RIPON – Living in this small city 90 minutes northwest of Milwaukee, Zach Messitte had an idea. So he brought it to his synagogue board, where he’s a member.
“We’ve got to figure out a way here to get our community more plugged in with the Milwaukee community,” he remembers saying.
So Messitte and Board Chair Barb Kuhn recently headed down to Milwaukee on behalf of B’nai Israel congregation in Oshkosh, to visit Milwaukee Jewish Federation, have lunch at the Harry & Rose Samson Family Jewish Community Center in Whitefish Bay and tour the Downtown Milwaukee Jewish Museum Milwaukee. He’d made appointments in advance.
B’nai Israel has more than 40 families, Messitte said. He believes it’s important for rural synagogues like his to be linked to more vibrant Jewish communities like Milwaukee and Madison. It leads to plusses like having knowledge of the Milwaukee Jewish Film Festival, maybe starting a program to spend a day at the JCC and learning of other opportunities.

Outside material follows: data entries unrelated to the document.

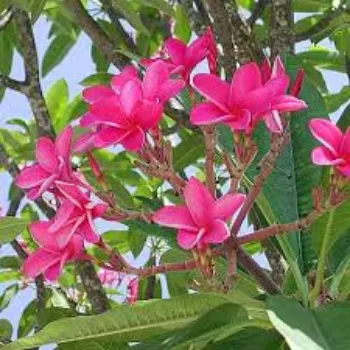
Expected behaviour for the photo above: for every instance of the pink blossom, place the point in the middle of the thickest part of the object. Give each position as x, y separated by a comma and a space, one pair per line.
124, 115
182, 59
133, 291
335, 149
202, 220
75, 214
246, 100
109, 278
50, 258
53, 163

“We don’t have access to that stuff here,” he said. “It’s an hour and 30 minutes away.”
During his trip, he learned the Chronicle is free and went back home promoting subscriptions. He also connected the Nathan and Esther Pelz Holocaust Education Resource Center of the Milwaukee Jewish Federation with the Ripon Middle School for possible programming there. And now plans are in the works to have someone from Milwaukee Jewish Federation to speak at B’nai Israel congregation in Oshkosh about camp programs.
Messitte grew up Jewish with a strong connection to Israel through family. His bar mitzvah was at the Western Wall.
Now, he truly appreciates the Steve & Shari Sadek Family Camp Interlaken JCC in Eagle River, where his two sons have been attending for years.
“They love it. This is how they have their Jewish identity culturally in many ways. This is how they have their friends from the Milwaukee area and they get a worldview,” he said.
“The importance of Interlaken as a way for me to pass some of these Jewish values onto my children has been such a wonderful thing living here in Wisconsin.”
Messitte has tried to pay it forward. As president of Ripon College, he’s hosted Passover for students at his home and arranged rides to his synagogue for the High Holidays.
“There are always a handful of Jewish students here,” he said.
At a graduation, he heard from one parent, something along the lines of, “Thank you for allowing my daughter to continue to have her Jewish identity at a school that doesn’t have a large population of Jewish students.”
He said, “I would want someone to do that for my kids if they were in a similar situation.”